I did get bothered by them post-op, cause they were a lot bigger and darker than all my other scars together and I have very light skin that made the contrast even worse.

It took about a year after op for me to become okay with those scars, as they faded and I got used to them being there. Now they barely bother me at all, but I still get a bit self conscious about them possibly outing me. I've though about tattoo but don't know what or how.

I'm less bothered about getting scars from my hysto in the future, even if I'll get a bigger abdominal scar, cause I have very thick and dark hair there so it would likely be quite well hidden. For further lower surgery I'm getting meta which doesn't leave much of any visible scarring, compared to phallo that leaves much more scarring like on graft/donor sites.

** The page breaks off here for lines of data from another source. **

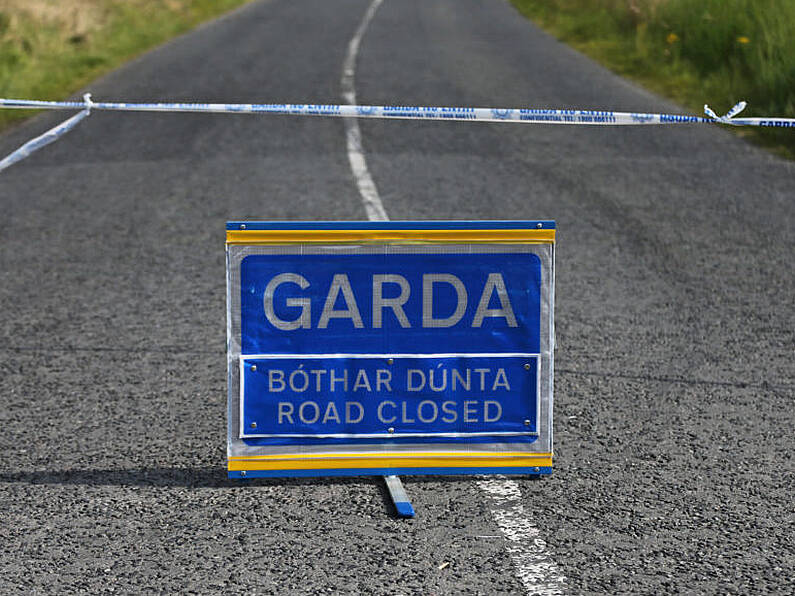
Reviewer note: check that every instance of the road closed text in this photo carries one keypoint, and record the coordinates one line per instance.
(381, 394)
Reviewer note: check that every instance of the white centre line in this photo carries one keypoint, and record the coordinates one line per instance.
(367, 189)
(534, 565)
(531, 557)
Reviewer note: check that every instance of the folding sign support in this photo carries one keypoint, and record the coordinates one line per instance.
(389, 349)
(399, 497)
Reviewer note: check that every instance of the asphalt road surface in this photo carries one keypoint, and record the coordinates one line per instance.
(674, 387)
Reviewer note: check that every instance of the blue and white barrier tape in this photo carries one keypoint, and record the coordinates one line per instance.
(526, 115)
(42, 140)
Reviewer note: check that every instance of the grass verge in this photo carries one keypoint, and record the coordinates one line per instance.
(712, 51)
(51, 48)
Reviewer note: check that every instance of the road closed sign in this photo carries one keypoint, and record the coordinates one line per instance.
(389, 347)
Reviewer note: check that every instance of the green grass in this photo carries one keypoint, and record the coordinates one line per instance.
(51, 48)
(709, 51)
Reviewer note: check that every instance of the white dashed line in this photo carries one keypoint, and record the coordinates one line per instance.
(530, 555)
(367, 189)
(534, 565)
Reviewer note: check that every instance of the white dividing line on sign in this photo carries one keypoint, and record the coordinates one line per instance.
(534, 565)
(367, 189)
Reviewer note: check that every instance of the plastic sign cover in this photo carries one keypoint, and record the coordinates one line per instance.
(389, 347)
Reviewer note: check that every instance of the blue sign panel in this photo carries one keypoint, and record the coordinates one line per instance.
(472, 398)
(396, 303)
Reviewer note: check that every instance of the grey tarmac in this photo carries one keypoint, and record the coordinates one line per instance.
(675, 319)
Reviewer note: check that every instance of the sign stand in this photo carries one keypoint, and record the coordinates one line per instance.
(389, 348)
(399, 496)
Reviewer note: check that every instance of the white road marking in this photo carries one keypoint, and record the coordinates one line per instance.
(367, 189)
(530, 555)
(534, 565)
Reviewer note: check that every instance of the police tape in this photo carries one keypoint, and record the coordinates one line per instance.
(454, 114)
(42, 140)
(526, 115)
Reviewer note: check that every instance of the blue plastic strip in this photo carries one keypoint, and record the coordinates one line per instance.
(393, 225)
(239, 475)
(404, 509)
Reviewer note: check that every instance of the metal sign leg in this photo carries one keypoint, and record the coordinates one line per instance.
(399, 496)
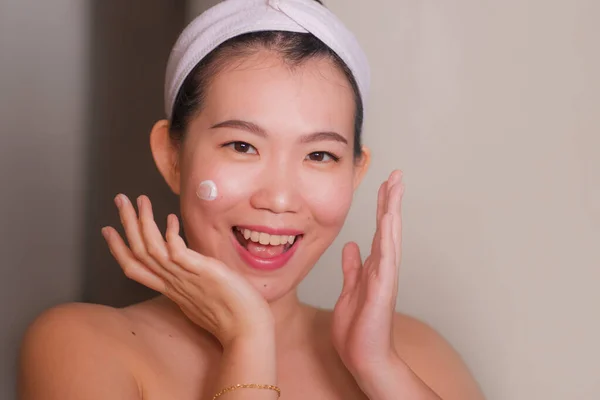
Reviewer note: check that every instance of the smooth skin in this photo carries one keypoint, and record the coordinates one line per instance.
(217, 322)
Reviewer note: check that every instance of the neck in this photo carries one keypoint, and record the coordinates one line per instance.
(293, 320)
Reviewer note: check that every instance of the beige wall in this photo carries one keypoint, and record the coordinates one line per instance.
(43, 57)
(491, 109)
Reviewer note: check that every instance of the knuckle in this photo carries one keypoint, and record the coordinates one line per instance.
(154, 251)
(139, 251)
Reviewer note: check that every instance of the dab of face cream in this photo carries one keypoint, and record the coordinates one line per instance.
(207, 190)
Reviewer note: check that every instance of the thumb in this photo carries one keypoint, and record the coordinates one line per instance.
(351, 264)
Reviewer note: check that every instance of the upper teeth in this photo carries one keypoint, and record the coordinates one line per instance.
(264, 238)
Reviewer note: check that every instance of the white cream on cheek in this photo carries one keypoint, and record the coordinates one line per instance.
(207, 190)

I've quit cutting/burning myself by now, btw. Quit 3 years ago, but existing scars do stay, although they don't bother me much either these days. They're just a part of my body.
Mar. 2009 - came out as ftm
Nov. 2009 - changed my name to John
Mar. 2010 - diagnosed with GID
Aug. 2010 - started T, then stopped after 1 year
Aug. 2013 - started T again, kept taking it since
Mar. 2014 - top surgery
Dec. 2014 - legal gender marker changed to male
*
Jul. 2018 - came out as cis woman and began detransition
Sep. 2018 - stopped taking T and changed my name to Laura
Oct. 2018 - got new ID-card

Medical Detransition plans: breast reconstruction surgery, change legal gender back to female.